Эгон еще некоторое время полежал тихо, потом осторожно выглянул из-за кустов и увидел Рудольфа Цихауэра, рисовальщика из его собственного конструкторского бюро. Он знал, что Цихауэр – немец и антифашист, – не то такой же полубеглец, как он сам, не то попросту эмигрант. Во всяком случае – человек, с которым можно было поговорить, не боясь доноса.

Эгон молча следил за тем, как Цихауэр раскинул на коленях альбом и взялся за карандаш.

– Пейзаж кажется вам привлекательным? – спросил Эгон.

– Вероятно, на свете есть более красивые места, но мне хочется зарисовать это на память.

– Вы намерены уехать?

– Едва ли наши дорогие соотечественники будут интересоваться моим желанием, когда придут сюда.

– Вы уверены, что это случится?

– Так же, как в том, что они с удовольствием отправили бы меня обратно в Германию… Но мне-то этого не хочется!

За минуту до того Эгон думал о своем отечестве ничуть не более нежно, но ему было неприятно слышать это из уст другого. В душе поднималось чувство протеста, смешанное с чем-то, похожим на стыд.

– Можно подумать, что вы не немец, – с оттенком обиды проговорил он.

– А разве вы сами, доктор, не бежали сюда?

– Это совсем другое дело.

– А мне сдавалось, что и вас тошнило от Третьего рейха.

Эгон пожал плечами. Он не знал, что ответить. В душе он был согласен с художником, но повторить это вслух…

Цихауэр принялся точить карандаш. Бережно снимая тоненькие стружечки, насмешливо цедил:

– Вам не нравится, что, ложась спать, вы не боитесь быть разбуженным кулаком гестаповца, вам скучно без концлагерей? – И он протянул руку, указывая на мирную панораму завода. – Будет, милый доктор, все будет. И очень скоро!

– Этому я не верю! – живо возразил Эгон, поднимаясь с травы.
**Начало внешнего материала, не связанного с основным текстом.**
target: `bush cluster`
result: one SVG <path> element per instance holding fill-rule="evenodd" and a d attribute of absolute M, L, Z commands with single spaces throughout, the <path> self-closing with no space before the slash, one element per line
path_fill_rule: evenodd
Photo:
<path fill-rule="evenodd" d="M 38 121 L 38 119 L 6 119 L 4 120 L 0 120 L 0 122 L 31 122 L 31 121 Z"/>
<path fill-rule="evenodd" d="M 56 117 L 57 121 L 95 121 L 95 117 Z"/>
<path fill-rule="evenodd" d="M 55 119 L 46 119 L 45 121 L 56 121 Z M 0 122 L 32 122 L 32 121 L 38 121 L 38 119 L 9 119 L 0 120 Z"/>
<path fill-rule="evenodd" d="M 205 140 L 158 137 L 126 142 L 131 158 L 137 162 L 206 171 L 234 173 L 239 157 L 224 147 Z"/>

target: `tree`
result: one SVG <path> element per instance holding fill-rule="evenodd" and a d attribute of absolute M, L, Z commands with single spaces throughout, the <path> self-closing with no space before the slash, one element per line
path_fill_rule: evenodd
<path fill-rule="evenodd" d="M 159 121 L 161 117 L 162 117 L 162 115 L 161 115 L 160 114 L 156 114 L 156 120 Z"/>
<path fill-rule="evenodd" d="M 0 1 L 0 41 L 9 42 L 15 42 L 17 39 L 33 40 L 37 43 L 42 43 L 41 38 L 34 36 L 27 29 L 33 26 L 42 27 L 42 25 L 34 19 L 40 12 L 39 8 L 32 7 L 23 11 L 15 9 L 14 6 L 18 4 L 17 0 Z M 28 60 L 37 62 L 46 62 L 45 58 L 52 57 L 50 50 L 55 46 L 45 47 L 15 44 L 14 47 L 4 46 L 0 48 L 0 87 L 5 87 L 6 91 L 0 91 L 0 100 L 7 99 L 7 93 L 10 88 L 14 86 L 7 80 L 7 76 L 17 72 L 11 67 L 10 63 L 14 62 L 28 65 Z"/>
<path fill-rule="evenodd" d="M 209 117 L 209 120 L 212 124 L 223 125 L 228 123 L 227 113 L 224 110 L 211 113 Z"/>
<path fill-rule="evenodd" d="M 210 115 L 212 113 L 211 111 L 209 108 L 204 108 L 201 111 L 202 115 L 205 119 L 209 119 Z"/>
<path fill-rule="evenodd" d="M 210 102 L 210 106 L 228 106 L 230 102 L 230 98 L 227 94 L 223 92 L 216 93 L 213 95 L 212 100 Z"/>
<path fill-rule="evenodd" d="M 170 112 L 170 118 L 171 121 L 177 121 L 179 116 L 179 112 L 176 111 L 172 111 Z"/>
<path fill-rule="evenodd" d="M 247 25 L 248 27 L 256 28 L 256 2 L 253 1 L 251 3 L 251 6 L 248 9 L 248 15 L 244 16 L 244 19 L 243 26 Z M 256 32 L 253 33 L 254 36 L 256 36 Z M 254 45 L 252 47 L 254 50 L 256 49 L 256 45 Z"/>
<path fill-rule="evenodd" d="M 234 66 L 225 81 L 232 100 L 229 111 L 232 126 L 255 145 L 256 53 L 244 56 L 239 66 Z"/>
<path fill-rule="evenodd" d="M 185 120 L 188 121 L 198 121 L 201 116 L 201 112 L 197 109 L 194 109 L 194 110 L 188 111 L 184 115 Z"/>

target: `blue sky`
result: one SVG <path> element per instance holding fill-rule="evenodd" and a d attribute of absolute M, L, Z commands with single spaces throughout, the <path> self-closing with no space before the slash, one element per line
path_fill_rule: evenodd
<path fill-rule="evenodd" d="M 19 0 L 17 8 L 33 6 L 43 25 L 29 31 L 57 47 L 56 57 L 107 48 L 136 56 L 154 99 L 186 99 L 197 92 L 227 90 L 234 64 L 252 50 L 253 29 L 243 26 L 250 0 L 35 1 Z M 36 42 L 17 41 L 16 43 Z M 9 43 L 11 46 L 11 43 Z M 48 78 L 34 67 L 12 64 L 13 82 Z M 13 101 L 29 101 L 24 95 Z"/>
Волнение не позволяло ему больше оставаться неподвижным. – Объясните мне: почему я должен бороться здесь против всего немецкого? Я этого не понимаю.

– Если вы не понимаете, то…

– Что же?

– …сами погибнете вместе с ними, с этими негодяями, изображающими себя носителями некой «германской идеи», а на самом деле являющимися отъявленными грабителями и убийцами. Именно из-за того, что болото «не поняло» вовремя, что грозит ему на пути с Гитлером, оно и пошло за ним. Вместе с ним оно и исчезнет!

Машинально сплетая гибкие прутики, Эгон слушал.

– Все это не так просто, – сказал он в раздумье. – Может быть, есть доля правды в том, что говорит патер Август…

– Август Гаусс?

Цихауэр покосился на Эгона. Но тот не заметил этого взгляда и продолжал:

– Он говорит, что теперь, когда Гитлер делает общенемецкое дело…

– Это говорит Август Гаусс, тот самый патер Гаусс? – Цихауэр захлопнул альбом и поднял лицо к собеседнику. – Вы совершенно забыли Лемке?

– Ах, Цихауэр! – почти в отчаянии воскликнул Эгон. – С чужой земли все это выглядит иначе. Может быть, я немного запутался…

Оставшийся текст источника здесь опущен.